Старуха запела что-то тонюсеньким детским голосом. Слов не разобрать.
– Что это она?
– Это она всегда так. Песни про любовь поет.
– Про любовь?
– Ага. Я слушал раз, она песню Соломонову пела.
– Песню Соломонову? – вдруг спросила бабка Ефимия, оглянувшись. – Чей голос слышу, Господи? Не твой ли, Амвросий праведный? Не твой ли дух поднялся со дна моря Студеного? Не ты ли, Амвросий, ждешь меня в своей пещере каменной, чтобы принять просветление души? Утоли мою жажду, Господи! Яви мне лик Амвросия Лексинского! – неистово молилась старушонка, глядя на сучья тополя, как на лик Господа Бога. – И песню песней пропою тебе. Возверни мне младость души моей, чтоб узрила я берега Лексы и Выги и Студеного моря, чтоб сподобилась жить во граде Китеже святейшем! Сведи меня, Господи, с возлюбленным моим, и я скажу ему: «Приди, возлюбленный мой, выйдем во поле и поглядим, распустилась ли виноградная лоза?

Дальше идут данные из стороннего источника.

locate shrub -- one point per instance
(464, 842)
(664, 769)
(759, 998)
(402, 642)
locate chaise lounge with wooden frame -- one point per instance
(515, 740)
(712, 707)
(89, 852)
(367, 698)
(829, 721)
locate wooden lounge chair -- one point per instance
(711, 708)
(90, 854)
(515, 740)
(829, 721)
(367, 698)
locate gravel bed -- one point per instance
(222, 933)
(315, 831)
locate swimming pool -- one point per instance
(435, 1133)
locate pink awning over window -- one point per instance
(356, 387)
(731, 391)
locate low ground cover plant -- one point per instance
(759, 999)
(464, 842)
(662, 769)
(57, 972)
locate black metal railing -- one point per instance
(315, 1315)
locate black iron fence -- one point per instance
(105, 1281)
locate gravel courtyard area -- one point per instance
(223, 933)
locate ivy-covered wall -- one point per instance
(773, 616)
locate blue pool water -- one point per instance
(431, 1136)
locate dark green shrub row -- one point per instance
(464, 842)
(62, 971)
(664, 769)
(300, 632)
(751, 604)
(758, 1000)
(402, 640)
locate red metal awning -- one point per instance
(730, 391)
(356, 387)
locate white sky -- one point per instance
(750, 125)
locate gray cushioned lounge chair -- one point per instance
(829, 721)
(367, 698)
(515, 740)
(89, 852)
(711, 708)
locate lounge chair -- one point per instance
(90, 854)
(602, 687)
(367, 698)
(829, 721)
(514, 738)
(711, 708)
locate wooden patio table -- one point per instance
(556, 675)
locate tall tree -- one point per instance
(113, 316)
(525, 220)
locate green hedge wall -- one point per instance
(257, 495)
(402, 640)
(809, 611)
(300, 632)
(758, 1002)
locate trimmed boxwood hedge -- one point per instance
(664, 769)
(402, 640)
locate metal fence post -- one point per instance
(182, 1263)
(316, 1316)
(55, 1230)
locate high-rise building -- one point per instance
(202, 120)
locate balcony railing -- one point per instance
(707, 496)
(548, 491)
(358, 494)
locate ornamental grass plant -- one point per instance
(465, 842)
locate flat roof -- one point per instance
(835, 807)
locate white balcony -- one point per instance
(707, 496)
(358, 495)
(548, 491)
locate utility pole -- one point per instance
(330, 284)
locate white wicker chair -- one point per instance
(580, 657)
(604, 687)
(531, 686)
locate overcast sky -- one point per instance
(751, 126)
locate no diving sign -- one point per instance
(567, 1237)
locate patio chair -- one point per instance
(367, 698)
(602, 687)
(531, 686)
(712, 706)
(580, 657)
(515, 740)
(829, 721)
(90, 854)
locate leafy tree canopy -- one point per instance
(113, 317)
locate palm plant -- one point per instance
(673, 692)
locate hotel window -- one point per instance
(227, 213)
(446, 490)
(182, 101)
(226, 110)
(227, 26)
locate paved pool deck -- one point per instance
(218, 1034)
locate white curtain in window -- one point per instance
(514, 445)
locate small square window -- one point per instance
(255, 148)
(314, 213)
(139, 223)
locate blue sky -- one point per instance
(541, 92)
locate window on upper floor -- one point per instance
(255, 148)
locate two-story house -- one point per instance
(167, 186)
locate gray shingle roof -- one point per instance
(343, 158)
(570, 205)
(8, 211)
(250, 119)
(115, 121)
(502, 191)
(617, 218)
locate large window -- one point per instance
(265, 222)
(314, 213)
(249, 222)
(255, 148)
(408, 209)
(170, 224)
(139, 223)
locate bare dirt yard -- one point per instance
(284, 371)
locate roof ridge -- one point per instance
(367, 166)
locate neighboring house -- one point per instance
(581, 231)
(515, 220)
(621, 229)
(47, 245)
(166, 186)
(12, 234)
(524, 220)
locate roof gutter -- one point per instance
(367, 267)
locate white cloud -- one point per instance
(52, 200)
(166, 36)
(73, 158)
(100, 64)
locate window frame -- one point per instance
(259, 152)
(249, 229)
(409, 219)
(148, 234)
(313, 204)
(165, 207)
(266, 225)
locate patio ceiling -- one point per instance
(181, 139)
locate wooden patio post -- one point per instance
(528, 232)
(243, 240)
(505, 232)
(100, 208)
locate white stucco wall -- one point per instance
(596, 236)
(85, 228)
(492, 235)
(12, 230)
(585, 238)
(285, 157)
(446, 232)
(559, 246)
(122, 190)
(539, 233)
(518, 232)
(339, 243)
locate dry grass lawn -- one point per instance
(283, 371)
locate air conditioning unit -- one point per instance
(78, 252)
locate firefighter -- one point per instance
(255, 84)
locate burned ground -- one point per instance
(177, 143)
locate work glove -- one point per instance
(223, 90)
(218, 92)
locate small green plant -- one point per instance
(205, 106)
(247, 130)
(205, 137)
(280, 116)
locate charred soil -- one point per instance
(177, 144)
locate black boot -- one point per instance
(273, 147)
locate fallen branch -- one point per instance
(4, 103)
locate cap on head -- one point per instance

Раскрылись ли почки на деревьях? Расцвели ли гранатовые яблони? Положи меня, как печать, на сердце твое, как перстень, на руку твою: ибо крепка, как смерть, любовь, люта, как преисподняя, злая ревность, и стрелы ее – стрелы огненные…» А род человеческий неисправим. Во грехе и блуде пребывает. Быть крови, быть! Грядет анчихрист, грядет! Чую я, чую!.. Слышу тебя, Амвросий, праведный! Гонение будет, гонение! И Боровика Тимофея, и возлюбленного моего Лопарева, и Лаврищева учителя уже увели…
– Мне страшно, Дема.
– Ну чего ты, глупая? Ты же со мной, – успокаивал Демид, а у самого мурашки по спине бегали.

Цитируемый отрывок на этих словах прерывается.